Hey, Angry Bear, weren’t you blogging about Rawls?

Yes, I was, first here and then here, and there is more to come.

In the meantime, Matthew Yglesias has some thoughts on the issue:

I don’t think that’s really the best way to think about the issue [AB note: here, Matt is referring to my claim that “The open question is whether people behind the Veil of Ignorance really would choose to structure society in a way to maximize the minimum of well-being”]. It’s better to see that the purpose of the original position is to provide a formal model for a conclusion reached on independent normative grounds. In other words, Rawls sets up the original position the way he does because he thinks it leads to the conclusions he favors, and not the other way around.

I agree that Rawls likely had his Principles of Justice in mind first (it may well be documented in some of his writings), and then searched for a theory to justify them–a search that lead to the Veil of Ignorance/Original position argument. If this sounds backwards, it is–from a scientific method perspective. However, Philosophy is expressly normative, not positive, so this is not a weakness in Rawls’ approach.

In any event, if you are trying to use Rawls’ Veil of Ignorance to make a point, as Will Bailey and Eric Alterman recently did, I think you would start with the Veil and then try to get to the conclusion, in a Socratic fashion, not the other way around.

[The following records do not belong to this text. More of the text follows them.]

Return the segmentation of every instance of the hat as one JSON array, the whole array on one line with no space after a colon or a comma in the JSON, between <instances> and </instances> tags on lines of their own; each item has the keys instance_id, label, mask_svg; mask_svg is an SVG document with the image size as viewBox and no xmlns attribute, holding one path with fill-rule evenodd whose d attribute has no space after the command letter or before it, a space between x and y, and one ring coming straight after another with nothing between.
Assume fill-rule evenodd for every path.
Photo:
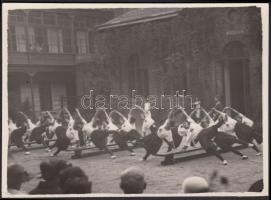
<instances>
[{"instance_id":1,"label":"hat","mask_svg":"<svg viewBox=\"0 0 271 200\"><path fill-rule=\"evenodd\" d=\"M184 193L202 193L208 192L209 184L208 182L198 176L188 177L183 181L182 190Z\"/></svg>"}]
</instances>

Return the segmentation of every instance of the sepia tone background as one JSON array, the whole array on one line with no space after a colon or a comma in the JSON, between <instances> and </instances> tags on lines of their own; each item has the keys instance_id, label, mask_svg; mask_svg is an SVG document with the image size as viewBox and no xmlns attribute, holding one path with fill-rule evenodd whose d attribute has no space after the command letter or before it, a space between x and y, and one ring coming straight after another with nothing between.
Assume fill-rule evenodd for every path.
<instances>
[{"instance_id":1,"label":"sepia tone background","mask_svg":"<svg viewBox=\"0 0 271 200\"><path fill-rule=\"evenodd\" d=\"M259 8L33 9L8 17L10 116L19 110L35 120L43 110L73 110L90 89L185 89L204 108L220 95L261 120Z\"/></svg>"}]
</instances>

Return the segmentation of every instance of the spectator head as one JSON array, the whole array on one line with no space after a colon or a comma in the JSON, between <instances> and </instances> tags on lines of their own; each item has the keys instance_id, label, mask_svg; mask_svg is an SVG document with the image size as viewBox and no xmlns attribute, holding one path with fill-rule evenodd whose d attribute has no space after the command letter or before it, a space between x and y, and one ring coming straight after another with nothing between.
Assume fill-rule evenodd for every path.
<instances>
[{"instance_id":1,"label":"spectator head","mask_svg":"<svg viewBox=\"0 0 271 200\"><path fill-rule=\"evenodd\" d=\"M91 193L92 183L87 177L72 177L68 178L64 185L63 191L65 194L86 194Z\"/></svg>"},{"instance_id":2,"label":"spectator head","mask_svg":"<svg viewBox=\"0 0 271 200\"><path fill-rule=\"evenodd\" d=\"M73 178L86 178L87 175L84 173L84 171L80 167L67 167L60 171L59 173L59 185L62 189L64 189L64 185L69 179Z\"/></svg>"},{"instance_id":3,"label":"spectator head","mask_svg":"<svg viewBox=\"0 0 271 200\"><path fill-rule=\"evenodd\" d=\"M13 164L7 170L7 185L8 189L19 190L22 183L29 180L28 173L24 170L23 166Z\"/></svg>"},{"instance_id":4,"label":"spectator head","mask_svg":"<svg viewBox=\"0 0 271 200\"><path fill-rule=\"evenodd\" d=\"M72 164L67 163L65 160L50 160L50 163L55 167L57 174L61 170L72 166Z\"/></svg>"},{"instance_id":5,"label":"spectator head","mask_svg":"<svg viewBox=\"0 0 271 200\"><path fill-rule=\"evenodd\" d=\"M58 175L58 172L54 164L51 162L42 162L40 164L40 172L41 177L46 181L53 180L57 178Z\"/></svg>"},{"instance_id":6,"label":"spectator head","mask_svg":"<svg viewBox=\"0 0 271 200\"><path fill-rule=\"evenodd\" d=\"M182 190L184 193L203 193L209 191L208 182L201 177L192 176L183 181Z\"/></svg>"},{"instance_id":7,"label":"spectator head","mask_svg":"<svg viewBox=\"0 0 271 200\"><path fill-rule=\"evenodd\" d=\"M130 167L121 173L120 188L125 194L141 194L146 185L144 173L138 167Z\"/></svg>"}]
</instances>

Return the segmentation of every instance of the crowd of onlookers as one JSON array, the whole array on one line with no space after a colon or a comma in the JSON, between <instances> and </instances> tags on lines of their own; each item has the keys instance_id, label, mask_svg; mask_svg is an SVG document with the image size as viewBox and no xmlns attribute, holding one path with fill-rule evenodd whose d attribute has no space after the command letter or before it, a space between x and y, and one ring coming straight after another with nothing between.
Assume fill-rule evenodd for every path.
<instances>
[{"instance_id":1,"label":"crowd of onlookers","mask_svg":"<svg viewBox=\"0 0 271 200\"><path fill-rule=\"evenodd\" d=\"M19 164L8 166L7 187L10 194L27 194L21 190L24 182L29 181L31 175ZM85 172L77 166L64 160L50 160L40 163L40 174L35 178L42 179L28 194L86 194L92 192L92 182ZM228 184L226 177L222 177L222 184ZM191 176L182 182L180 191L183 193L214 192L212 183L198 176ZM147 187L144 172L139 167L130 167L120 175L120 188L124 194L141 194ZM251 185L249 192L261 192L263 180ZM219 191L216 191L219 192Z\"/></svg>"}]
</instances>

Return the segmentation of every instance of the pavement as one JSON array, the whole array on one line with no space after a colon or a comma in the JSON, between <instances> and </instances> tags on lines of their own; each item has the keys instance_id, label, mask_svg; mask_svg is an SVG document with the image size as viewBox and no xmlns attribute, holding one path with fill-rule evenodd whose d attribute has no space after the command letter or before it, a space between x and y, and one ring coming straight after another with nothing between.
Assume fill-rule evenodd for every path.
<instances>
[{"instance_id":1,"label":"pavement","mask_svg":"<svg viewBox=\"0 0 271 200\"><path fill-rule=\"evenodd\" d=\"M256 152L250 148L242 149L248 160L241 160L233 153L223 153L228 165L221 165L214 156L197 157L170 166L161 166L163 157L150 156L147 161L140 161L145 150L136 148L136 156L130 156L128 151L115 152L116 159L110 155L90 155L81 159L71 159L73 152L61 152L57 159L64 159L75 166L81 167L92 181L93 193L122 193L119 188L120 173L130 167L138 166L145 172L147 188L145 193L150 194L174 194L180 192L182 181L188 176L201 176L210 180L210 176L217 172L213 180L212 190L219 192L245 192L250 185L263 177L263 157L256 156ZM21 151L14 151L9 155L8 162L22 164L32 173L39 173L39 164L43 160L52 159L45 149L33 149L30 155L24 155ZM54 158L54 159L55 159ZM229 184L222 185L220 180L227 177ZM23 184L22 189L30 191L40 179L32 179Z\"/></svg>"}]
</instances>

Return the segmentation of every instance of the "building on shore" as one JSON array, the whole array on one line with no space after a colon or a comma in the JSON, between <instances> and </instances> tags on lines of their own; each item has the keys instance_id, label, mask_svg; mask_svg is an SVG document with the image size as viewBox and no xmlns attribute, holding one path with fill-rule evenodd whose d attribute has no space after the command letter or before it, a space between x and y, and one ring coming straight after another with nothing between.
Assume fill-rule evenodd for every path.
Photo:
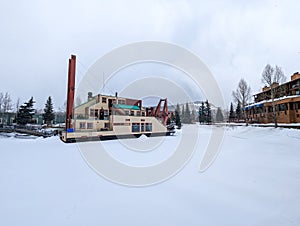
<instances>
[{"instance_id":1,"label":"building on shore","mask_svg":"<svg viewBox=\"0 0 300 226\"><path fill-rule=\"evenodd\" d=\"M164 105L162 103L164 102ZM146 136L172 135L167 126L171 117L167 99L160 99L157 107L143 107L142 100L88 93L87 102L74 108L61 133L64 142L108 140Z\"/></svg>"},{"instance_id":2,"label":"building on shore","mask_svg":"<svg viewBox=\"0 0 300 226\"><path fill-rule=\"evenodd\" d=\"M294 73L291 80L283 84L273 83L275 109L278 123L300 123L300 74ZM246 106L250 123L274 122L271 88L265 86L254 95L254 103Z\"/></svg>"}]
</instances>

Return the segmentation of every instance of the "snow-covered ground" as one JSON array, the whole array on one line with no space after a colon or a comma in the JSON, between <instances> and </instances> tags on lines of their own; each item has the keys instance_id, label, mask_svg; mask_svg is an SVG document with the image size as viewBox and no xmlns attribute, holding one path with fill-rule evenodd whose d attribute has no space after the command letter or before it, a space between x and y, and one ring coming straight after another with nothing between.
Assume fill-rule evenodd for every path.
<instances>
[{"instance_id":1,"label":"snow-covered ground","mask_svg":"<svg viewBox=\"0 0 300 226\"><path fill-rule=\"evenodd\" d=\"M300 131L228 127L216 161L200 173L210 135L210 126L200 126L187 165L139 188L100 177L77 144L0 136L0 225L300 225ZM180 138L105 146L120 161L152 164L172 154L161 146L172 149ZM130 142L154 142L156 150L132 152Z\"/></svg>"}]
</instances>

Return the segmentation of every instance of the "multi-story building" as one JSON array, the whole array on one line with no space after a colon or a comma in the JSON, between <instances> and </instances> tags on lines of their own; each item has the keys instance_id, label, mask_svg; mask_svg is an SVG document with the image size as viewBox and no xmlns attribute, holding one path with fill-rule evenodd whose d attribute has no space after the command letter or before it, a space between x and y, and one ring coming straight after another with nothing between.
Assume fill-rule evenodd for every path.
<instances>
[{"instance_id":1,"label":"multi-story building","mask_svg":"<svg viewBox=\"0 0 300 226\"><path fill-rule=\"evenodd\" d=\"M300 74L294 73L291 81L273 83L275 110L278 123L300 123ZM265 86L254 95L254 103L244 108L250 122L271 123L274 121L271 88Z\"/></svg>"},{"instance_id":2,"label":"multi-story building","mask_svg":"<svg viewBox=\"0 0 300 226\"><path fill-rule=\"evenodd\" d=\"M161 103L164 103L161 111ZM166 127L169 117L167 100L158 106L144 108L142 100L88 93L87 102L74 108L70 128L62 133L62 140L74 142L86 139L116 139L170 135Z\"/></svg>"},{"instance_id":3,"label":"multi-story building","mask_svg":"<svg viewBox=\"0 0 300 226\"><path fill-rule=\"evenodd\" d=\"M98 94L88 94L87 102L74 109L74 128L80 130L110 130L112 115L145 116L142 100Z\"/></svg>"}]
</instances>

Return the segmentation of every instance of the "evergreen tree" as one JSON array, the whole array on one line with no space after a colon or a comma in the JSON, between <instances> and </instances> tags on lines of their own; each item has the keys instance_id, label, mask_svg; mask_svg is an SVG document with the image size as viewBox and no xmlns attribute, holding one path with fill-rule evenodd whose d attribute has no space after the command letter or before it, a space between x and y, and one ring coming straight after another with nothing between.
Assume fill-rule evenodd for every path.
<instances>
[{"instance_id":1,"label":"evergreen tree","mask_svg":"<svg viewBox=\"0 0 300 226\"><path fill-rule=\"evenodd\" d=\"M243 112L242 112L242 107L241 107L241 103L240 102L238 102L238 104L236 106L235 116L236 116L237 120L240 120L243 117Z\"/></svg>"},{"instance_id":2,"label":"evergreen tree","mask_svg":"<svg viewBox=\"0 0 300 226\"><path fill-rule=\"evenodd\" d=\"M189 104L186 103L185 105L185 111L184 111L184 123L190 124L192 122L191 120L191 112L190 112L190 108L189 108Z\"/></svg>"},{"instance_id":3,"label":"evergreen tree","mask_svg":"<svg viewBox=\"0 0 300 226\"><path fill-rule=\"evenodd\" d=\"M205 122L205 106L204 102L202 101L201 106L199 107L199 123Z\"/></svg>"},{"instance_id":4,"label":"evergreen tree","mask_svg":"<svg viewBox=\"0 0 300 226\"><path fill-rule=\"evenodd\" d=\"M194 122L196 119L196 114L195 114L195 110L192 110L192 114L191 114L191 121Z\"/></svg>"},{"instance_id":5,"label":"evergreen tree","mask_svg":"<svg viewBox=\"0 0 300 226\"><path fill-rule=\"evenodd\" d=\"M168 117L168 119L167 119L167 125L170 125L171 124L171 119L170 119L170 117Z\"/></svg>"},{"instance_id":6,"label":"evergreen tree","mask_svg":"<svg viewBox=\"0 0 300 226\"><path fill-rule=\"evenodd\" d=\"M206 104L206 117L205 117L205 121L206 121L206 123L210 124L212 122L212 117L211 117L210 104L209 104L208 100L206 100L205 104Z\"/></svg>"},{"instance_id":7,"label":"evergreen tree","mask_svg":"<svg viewBox=\"0 0 300 226\"><path fill-rule=\"evenodd\" d=\"M20 125L26 125L30 123L32 120L32 116L34 115L35 109L33 108L34 104L33 97L28 102L25 102L20 106L18 111L17 123Z\"/></svg>"},{"instance_id":8,"label":"evergreen tree","mask_svg":"<svg viewBox=\"0 0 300 226\"><path fill-rule=\"evenodd\" d=\"M216 121L217 121L217 122L223 122L223 121L224 121L223 113L222 113L222 111L221 111L221 108L219 108L219 107L218 107L218 109L217 109Z\"/></svg>"},{"instance_id":9,"label":"evergreen tree","mask_svg":"<svg viewBox=\"0 0 300 226\"><path fill-rule=\"evenodd\" d=\"M234 119L235 119L235 114L233 110L233 104L230 103L229 122L234 121Z\"/></svg>"},{"instance_id":10,"label":"evergreen tree","mask_svg":"<svg viewBox=\"0 0 300 226\"><path fill-rule=\"evenodd\" d=\"M185 118L184 118L185 117L184 105L182 105L182 110L181 110L180 117L181 117L182 122L185 122Z\"/></svg>"},{"instance_id":11,"label":"evergreen tree","mask_svg":"<svg viewBox=\"0 0 300 226\"><path fill-rule=\"evenodd\" d=\"M180 112L180 107L179 107L179 104L177 104L177 107L175 110L175 124L177 126L177 129L181 128L181 120L180 120L179 112Z\"/></svg>"},{"instance_id":12,"label":"evergreen tree","mask_svg":"<svg viewBox=\"0 0 300 226\"><path fill-rule=\"evenodd\" d=\"M45 104L43 119L44 119L44 122L47 124L47 126L50 126L52 124L52 121L54 120L54 118L55 118L55 116L54 116L54 112L53 112L53 103L52 103L51 97L49 96L48 100Z\"/></svg>"}]
</instances>

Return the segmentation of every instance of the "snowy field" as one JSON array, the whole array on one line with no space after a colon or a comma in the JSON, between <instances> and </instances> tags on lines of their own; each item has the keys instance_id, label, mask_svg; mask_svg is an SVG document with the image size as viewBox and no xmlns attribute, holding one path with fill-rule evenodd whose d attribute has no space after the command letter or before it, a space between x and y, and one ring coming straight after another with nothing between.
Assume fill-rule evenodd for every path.
<instances>
[{"instance_id":1,"label":"snowy field","mask_svg":"<svg viewBox=\"0 0 300 226\"><path fill-rule=\"evenodd\" d=\"M300 225L300 131L227 127L216 161L200 173L210 134L199 127L197 149L178 174L139 188L100 177L77 144L0 136L0 225ZM172 149L180 138L104 145L120 161L153 164L172 154L160 146ZM134 152L130 142L157 150Z\"/></svg>"}]
</instances>

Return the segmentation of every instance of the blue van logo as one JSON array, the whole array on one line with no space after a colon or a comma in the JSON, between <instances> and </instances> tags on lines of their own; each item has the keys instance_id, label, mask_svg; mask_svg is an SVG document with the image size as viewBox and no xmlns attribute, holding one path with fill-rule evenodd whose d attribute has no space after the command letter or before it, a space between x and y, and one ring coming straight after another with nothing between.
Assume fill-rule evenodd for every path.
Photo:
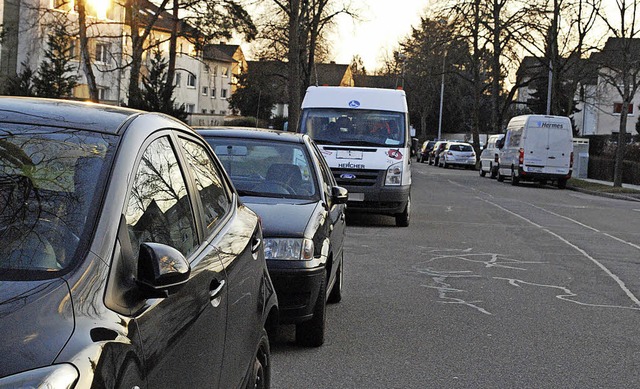
<instances>
[{"instance_id":1,"label":"blue van logo","mask_svg":"<svg viewBox=\"0 0 640 389\"><path fill-rule=\"evenodd\" d=\"M342 178L343 180L355 180L356 179L356 175L355 174L350 174L350 173L344 173L340 175L340 178Z\"/></svg>"},{"instance_id":2,"label":"blue van logo","mask_svg":"<svg viewBox=\"0 0 640 389\"><path fill-rule=\"evenodd\" d=\"M349 107L351 108L358 108L360 106L360 102L358 100L351 100L349 101Z\"/></svg>"}]
</instances>

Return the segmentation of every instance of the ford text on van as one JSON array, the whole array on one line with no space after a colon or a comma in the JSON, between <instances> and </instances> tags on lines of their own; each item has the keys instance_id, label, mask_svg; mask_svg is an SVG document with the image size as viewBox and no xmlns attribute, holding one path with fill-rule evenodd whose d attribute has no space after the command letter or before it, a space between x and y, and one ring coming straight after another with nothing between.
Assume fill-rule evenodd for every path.
<instances>
[{"instance_id":1,"label":"ford text on van","mask_svg":"<svg viewBox=\"0 0 640 389\"><path fill-rule=\"evenodd\" d=\"M571 178L573 131L564 116L523 115L509 121L499 143L498 181L555 181L564 189Z\"/></svg>"},{"instance_id":2,"label":"ford text on van","mask_svg":"<svg viewBox=\"0 0 640 389\"><path fill-rule=\"evenodd\" d=\"M405 92L393 89L307 89L299 131L320 147L338 185L349 191L347 210L395 216L409 225L411 138Z\"/></svg>"}]
</instances>

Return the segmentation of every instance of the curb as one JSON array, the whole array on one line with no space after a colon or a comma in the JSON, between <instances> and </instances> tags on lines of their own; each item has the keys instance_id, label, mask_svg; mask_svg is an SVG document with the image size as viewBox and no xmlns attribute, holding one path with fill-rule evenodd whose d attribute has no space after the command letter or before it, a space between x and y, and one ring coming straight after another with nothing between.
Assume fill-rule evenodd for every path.
<instances>
[{"instance_id":1,"label":"curb","mask_svg":"<svg viewBox=\"0 0 640 389\"><path fill-rule=\"evenodd\" d=\"M594 190L576 188L575 186L569 186L569 185L567 185L567 189L572 190L574 192L590 194L592 196L599 196L599 197L607 197L607 198L610 198L610 199L640 202L640 198L636 198L636 197L632 197L632 196L625 196L625 195L620 194L620 193L598 192L598 191L594 191Z\"/></svg>"}]
</instances>

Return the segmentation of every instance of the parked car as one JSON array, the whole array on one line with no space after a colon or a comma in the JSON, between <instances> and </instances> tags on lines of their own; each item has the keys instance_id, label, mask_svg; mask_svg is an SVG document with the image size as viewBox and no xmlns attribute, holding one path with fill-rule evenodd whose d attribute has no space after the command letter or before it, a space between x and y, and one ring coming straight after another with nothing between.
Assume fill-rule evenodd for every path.
<instances>
[{"instance_id":1,"label":"parked car","mask_svg":"<svg viewBox=\"0 0 640 389\"><path fill-rule=\"evenodd\" d=\"M0 387L268 387L258 216L162 114L0 98Z\"/></svg>"},{"instance_id":2,"label":"parked car","mask_svg":"<svg viewBox=\"0 0 640 389\"><path fill-rule=\"evenodd\" d=\"M438 166L438 162L440 160L440 153L444 151L445 146L447 145L446 140L437 141L433 145L433 149L429 153L429 165Z\"/></svg>"},{"instance_id":3,"label":"parked car","mask_svg":"<svg viewBox=\"0 0 640 389\"><path fill-rule=\"evenodd\" d=\"M491 178L498 176L498 153L496 142L504 138L504 134L490 135L487 138L487 145L480 153L480 176L484 177L489 173Z\"/></svg>"},{"instance_id":4,"label":"parked car","mask_svg":"<svg viewBox=\"0 0 640 389\"><path fill-rule=\"evenodd\" d=\"M342 298L347 190L336 184L308 135L242 128L198 132L242 201L262 219L280 322L296 324L298 344L322 345L326 303Z\"/></svg>"},{"instance_id":5,"label":"parked car","mask_svg":"<svg viewBox=\"0 0 640 389\"><path fill-rule=\"evenodd\" d=\"M450 166L475 169L476 152L469 143L447 142L444 150L440 153L439 166L445 169Z\"/></svg>"},{"instance_id":6,"label":"parked car","mask_svg":"<svg viewBox=\"0 0 640 389\"><path fill-rule=\"evenodd\" d=\"M429 160L429 153L433 150L433 146L436 144L435 140L427 140L422 143L422 147L418 152L417 161L425 162Z\"/></svg>"}]
</instances>

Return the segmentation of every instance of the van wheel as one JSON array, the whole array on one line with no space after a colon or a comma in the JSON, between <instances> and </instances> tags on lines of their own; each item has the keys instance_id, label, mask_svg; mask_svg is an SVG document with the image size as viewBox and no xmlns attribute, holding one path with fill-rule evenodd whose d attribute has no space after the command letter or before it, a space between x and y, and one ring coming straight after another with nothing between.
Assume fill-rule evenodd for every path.
<instances>
[{"instance_id":1,"label":"van wheel","mask_svg":"<svg viewBox=\"0 0 640 389\"><path fill-rule=\"evenodd\" d=\"M498 167L497 166L491 165L489 167L489 171L491 172L491 175L489 177L496 178L498 176Z\"/></svg>"},{"instance_id":2,"label":"van wheel","mask_svg":"<svg viewBox=\"0 0 640 389\"><path fill-rule=\"evenodd\" d=\"M500 174L500 172L498 172L498 182L503 182L503 181L504 181L504 176Z\"/></svg>"},{"instance_id":3,"label":"van wheel","mask_svg":"<svg viewBox=\"0 0 640 389\"><path fill-rule=\"evenodd\" d=\"M511 185L518 186L519 183L520 183L520 177L516 176L516 172L512 168L511 169Z\"/></svg>"},{"instance_id":4,"label":"van wheel","mask_svg":"<svg viewBox=\"0 0 640 389\"><path fill-rule=\"evenodd\" d=\"M480 177L484 177L487 175L487 172L485 172L484 170L482 170L482 167L480 168Z\"/></svg>"},{"instance_id":5,"label":"van wheel","mask_svg":"<svg viewBox=\"0 0 640 389\"><path fill-rule=\"evenodd\" d=\"M344 267L344 253L342 253L342 257L343 259L340 261L338 270L336 270L336 282L333 284L333 288L331 288L329 298L327 299L329 304L336 304L342 301L342 278L344 276L342 268Z\"/></svg>"},{"instance_id":6,"label":"van wheel","mask_svg":"<svg viewBox=\"0 0 640 389\"><path fill-rule=\"evenodd\" d=\"M559 178L558 179L558 189L566 189L567 188L567 179Z\"/></svg>"},{"instance_id":7,"label":"van wheel","mask_svg":"<svg viewBox=\"0 0 640 389\"><path fill-rule=\"evenodd\" d=\"M404 207L404 211L396 213L396 226L397 227L409 227L409 218L411 214L411 196L407 198L407 205Z\"/></svg>"}]
</instances>

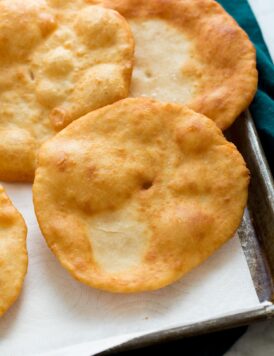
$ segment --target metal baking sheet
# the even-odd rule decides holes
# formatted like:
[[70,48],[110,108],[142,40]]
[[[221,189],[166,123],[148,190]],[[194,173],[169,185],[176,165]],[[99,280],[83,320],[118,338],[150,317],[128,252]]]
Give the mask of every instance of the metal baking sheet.
[[[261,303],[274,296],[274,184],[262,146],[250,113],[247,111],[226,132],[242,153],[250,170],[248,205],[238,230],[252,280]],[[108,349],[100,355],[114,354],[156,343],[247,325],[274,317],[274,305],[269,303],[253,310],[165,331],[154,332]]]

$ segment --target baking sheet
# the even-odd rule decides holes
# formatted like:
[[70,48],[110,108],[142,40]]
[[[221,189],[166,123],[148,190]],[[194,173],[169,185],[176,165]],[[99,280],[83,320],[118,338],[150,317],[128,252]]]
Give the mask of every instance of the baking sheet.
[[29,271],[21,298],[0,319],[1,356],[61,355],[58,350],[72,346],[76,354],[77,345],[81,356],[83,343],[89,343],[91,354],[105,338],[128,339],[127,334],[261,307],[237,236],[162,290],[118,295],[86,287],[47,248],[35,219],[31,186],[3,185],[28,225]]

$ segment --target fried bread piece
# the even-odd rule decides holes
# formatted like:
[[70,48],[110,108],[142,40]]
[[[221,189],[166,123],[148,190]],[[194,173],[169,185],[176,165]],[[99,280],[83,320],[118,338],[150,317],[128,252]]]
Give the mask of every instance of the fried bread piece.
[[128,98],[42,146],[33,194],[42,233],[75,278],[139,292],[178,280],[233,236],[248,181],[212,120]]
[[27,228],[0,186],[0,317],[19,296],[27,272]]
[[136,41],[131,96],[187,104],[229,127],[257,88],[255,48],[213,0],[87,0],[119,11]]
[[40,144],[128,96],[134,40],[82,1],[0,1],[0,179],[32,181]]

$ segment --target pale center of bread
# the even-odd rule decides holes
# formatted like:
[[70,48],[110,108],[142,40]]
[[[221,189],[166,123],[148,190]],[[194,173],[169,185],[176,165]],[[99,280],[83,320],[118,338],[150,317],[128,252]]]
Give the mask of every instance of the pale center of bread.
[[113,274],[142,263],[150,233],[130,203],[120,210],[104,212],[90,221],[90,242],[95,263]]
[[194,83],[183,74],[191,54],[191,42],[163,20],[131,20],[135,48],[131,96],[186,103],[194,95]]

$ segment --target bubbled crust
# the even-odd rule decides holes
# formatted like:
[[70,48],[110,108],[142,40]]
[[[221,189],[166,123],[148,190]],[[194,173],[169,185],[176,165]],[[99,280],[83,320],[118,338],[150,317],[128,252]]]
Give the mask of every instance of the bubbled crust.
[[248,181],[241,155],[211,120],[132,98],[45,143],[33,196],[49,247],[75,278],[136,292],[174,282],[232,237]]
[[0,1],[0,179],[32,181],[40,144],[128,95],[134,41],[84,0]]
[[[212,0],[87,0],[119,11],[130,22],[161,19],[193,43],[182,73],[193,80],[193,98],[182,103],[228,128],[257,88],[255,48],[247,34]],[[163,55],[170,56],[165,52]],[[170,63],[170,66],[173,66]],[[165,70],[165,68],[163,68]],[[157,98],[157,97],[156,97]]]
[[0,317],[21,292],[27,272],[27,228],[0,186]]

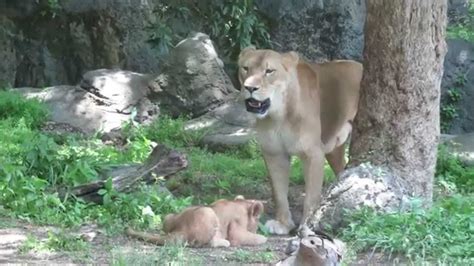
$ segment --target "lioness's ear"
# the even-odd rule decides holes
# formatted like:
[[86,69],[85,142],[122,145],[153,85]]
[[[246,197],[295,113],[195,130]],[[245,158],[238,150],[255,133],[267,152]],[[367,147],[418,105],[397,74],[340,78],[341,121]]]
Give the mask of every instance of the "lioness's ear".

Matt’s site allows comments (something I should add someday), and his readers have interesting things to say. For example, a reader going by the name Ogged says “Not to put too fine a point on it, but you’re right, Bear’s wrong”, while an anonymous commenter says “Original postion deliberation doesn’t obviously lead to either Minimax *or* equal considerations of liberties. Why shouldn’t I be willing to swap unequal liberty (given some minimum: I’m not a slave, etc.) for a chance at more money?” This second commenter is making a statement about preferences and risk aversion, which I’ll talk about in my next (and final?) post on Rawls.